Core Question: How can you represent millions of distinct concepts without a central registry or coordination? The answer lies in the remarkable properties of high-dimensional vector spaces.
The Problem: Concept Collision
In traditional systems, representing concepts requires either:
Explicit IDs: A database assigning unique numbers (requires coordination)
The Challenge: How do you create a new concept "quantum-entangled-cat-paradox" without checking if it already exists somewhere?

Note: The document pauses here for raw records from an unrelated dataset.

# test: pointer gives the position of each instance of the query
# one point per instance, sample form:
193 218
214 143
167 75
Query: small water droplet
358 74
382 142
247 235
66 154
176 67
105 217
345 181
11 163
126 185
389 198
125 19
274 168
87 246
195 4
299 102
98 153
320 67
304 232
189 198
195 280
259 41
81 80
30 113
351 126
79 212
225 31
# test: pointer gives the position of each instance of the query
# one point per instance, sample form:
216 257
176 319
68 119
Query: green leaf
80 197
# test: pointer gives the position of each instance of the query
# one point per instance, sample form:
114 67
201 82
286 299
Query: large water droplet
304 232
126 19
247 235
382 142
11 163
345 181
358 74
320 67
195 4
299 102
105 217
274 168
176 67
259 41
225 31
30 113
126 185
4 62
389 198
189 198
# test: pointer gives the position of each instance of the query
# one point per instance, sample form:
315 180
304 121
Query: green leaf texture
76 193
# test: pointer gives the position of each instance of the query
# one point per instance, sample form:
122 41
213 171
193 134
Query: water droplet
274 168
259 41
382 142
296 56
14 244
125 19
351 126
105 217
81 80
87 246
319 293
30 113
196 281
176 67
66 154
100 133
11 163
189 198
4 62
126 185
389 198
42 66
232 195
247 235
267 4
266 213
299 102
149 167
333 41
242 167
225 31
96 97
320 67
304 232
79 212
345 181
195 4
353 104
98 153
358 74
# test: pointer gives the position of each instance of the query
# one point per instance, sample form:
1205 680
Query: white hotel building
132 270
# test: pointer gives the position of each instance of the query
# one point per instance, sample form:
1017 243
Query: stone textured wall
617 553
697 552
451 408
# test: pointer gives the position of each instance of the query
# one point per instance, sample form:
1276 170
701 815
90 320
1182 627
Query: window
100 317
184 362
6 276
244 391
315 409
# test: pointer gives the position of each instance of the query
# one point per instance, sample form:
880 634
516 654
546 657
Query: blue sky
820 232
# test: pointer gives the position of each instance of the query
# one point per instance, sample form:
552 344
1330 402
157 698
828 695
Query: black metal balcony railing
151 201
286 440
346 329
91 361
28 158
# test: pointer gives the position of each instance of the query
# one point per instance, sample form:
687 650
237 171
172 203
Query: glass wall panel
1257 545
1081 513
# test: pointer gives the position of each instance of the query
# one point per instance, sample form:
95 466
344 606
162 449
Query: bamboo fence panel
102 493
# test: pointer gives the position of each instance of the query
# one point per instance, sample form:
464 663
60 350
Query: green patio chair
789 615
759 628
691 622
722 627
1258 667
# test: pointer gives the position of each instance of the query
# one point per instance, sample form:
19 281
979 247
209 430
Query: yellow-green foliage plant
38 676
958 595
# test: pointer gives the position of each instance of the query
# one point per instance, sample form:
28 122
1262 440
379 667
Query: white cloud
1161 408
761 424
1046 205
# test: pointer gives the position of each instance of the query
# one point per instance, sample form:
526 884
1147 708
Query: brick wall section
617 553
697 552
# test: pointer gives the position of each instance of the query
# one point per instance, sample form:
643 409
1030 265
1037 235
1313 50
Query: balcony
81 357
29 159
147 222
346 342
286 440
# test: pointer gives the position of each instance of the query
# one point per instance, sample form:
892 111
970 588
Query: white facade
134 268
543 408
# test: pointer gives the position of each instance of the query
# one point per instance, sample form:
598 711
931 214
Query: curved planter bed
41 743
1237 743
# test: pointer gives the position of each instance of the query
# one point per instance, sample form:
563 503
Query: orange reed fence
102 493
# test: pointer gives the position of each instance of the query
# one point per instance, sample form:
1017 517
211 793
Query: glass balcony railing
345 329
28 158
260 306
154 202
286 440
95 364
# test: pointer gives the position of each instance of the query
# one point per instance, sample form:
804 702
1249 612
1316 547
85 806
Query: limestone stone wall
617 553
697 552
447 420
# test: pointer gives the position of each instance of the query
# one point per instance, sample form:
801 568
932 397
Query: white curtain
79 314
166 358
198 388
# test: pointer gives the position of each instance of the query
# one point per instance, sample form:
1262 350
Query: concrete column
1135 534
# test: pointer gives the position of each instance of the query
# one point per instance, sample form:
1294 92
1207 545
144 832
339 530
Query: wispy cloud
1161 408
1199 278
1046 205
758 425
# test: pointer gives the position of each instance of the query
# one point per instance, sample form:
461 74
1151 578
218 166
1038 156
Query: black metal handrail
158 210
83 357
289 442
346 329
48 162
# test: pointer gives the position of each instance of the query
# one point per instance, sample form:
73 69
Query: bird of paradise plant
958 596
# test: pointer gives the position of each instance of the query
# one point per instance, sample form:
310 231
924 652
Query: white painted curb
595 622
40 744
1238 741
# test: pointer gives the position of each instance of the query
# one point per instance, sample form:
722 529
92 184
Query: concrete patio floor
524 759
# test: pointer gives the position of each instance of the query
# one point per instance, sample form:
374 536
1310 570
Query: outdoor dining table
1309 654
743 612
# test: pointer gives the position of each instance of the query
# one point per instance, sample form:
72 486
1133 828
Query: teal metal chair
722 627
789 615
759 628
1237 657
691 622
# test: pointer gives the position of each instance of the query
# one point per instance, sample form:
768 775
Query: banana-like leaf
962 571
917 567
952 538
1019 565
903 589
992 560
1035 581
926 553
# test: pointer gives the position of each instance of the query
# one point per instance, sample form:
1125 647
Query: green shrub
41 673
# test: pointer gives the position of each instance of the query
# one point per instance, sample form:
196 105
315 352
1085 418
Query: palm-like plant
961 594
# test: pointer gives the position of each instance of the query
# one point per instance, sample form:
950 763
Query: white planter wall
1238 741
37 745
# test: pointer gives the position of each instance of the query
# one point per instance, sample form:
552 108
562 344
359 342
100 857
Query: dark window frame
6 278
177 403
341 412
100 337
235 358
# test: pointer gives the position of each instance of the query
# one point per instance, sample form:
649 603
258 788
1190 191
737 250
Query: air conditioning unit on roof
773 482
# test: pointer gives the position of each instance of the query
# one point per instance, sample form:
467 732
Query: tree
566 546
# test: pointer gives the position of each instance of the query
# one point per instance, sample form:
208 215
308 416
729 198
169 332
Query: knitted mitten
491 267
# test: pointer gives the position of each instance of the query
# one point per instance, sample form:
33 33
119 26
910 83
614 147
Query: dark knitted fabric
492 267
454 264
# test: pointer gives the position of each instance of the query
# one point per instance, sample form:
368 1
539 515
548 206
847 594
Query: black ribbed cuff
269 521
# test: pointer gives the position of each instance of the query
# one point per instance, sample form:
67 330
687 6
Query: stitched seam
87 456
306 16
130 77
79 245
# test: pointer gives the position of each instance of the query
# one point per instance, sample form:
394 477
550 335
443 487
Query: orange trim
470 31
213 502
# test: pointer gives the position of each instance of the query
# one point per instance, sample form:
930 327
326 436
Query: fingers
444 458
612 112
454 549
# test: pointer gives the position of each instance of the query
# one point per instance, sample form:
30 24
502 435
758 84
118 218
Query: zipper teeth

The Solution: Random Vectors in High Dimensions
The Mathematics
Expected Dot Product
If v₁, v₂ are random vectors in ℝd with components from N(0, 1/d), then:
E[⟨v₁, v₂⟩] = 0Var[⟨v₁, v₂⟩] = 1/d
What This Means
0.044
Standard deviation of dot product (d = 512)
<0.003%
Probability of correlation > 0.2
~90°
Expected angle between random vectors
Key Insight: In 512 dimensions, two randomly generated vectors are almost certainly orthogonal. You can create millions of concepts by just generating random vectors—no coordination needed, no collisions possible.
Concentration of Measure
Another remarkable property: in high dimensions, almost all the "volume" of a hypersphere is concentrated in a thin shell near the surface.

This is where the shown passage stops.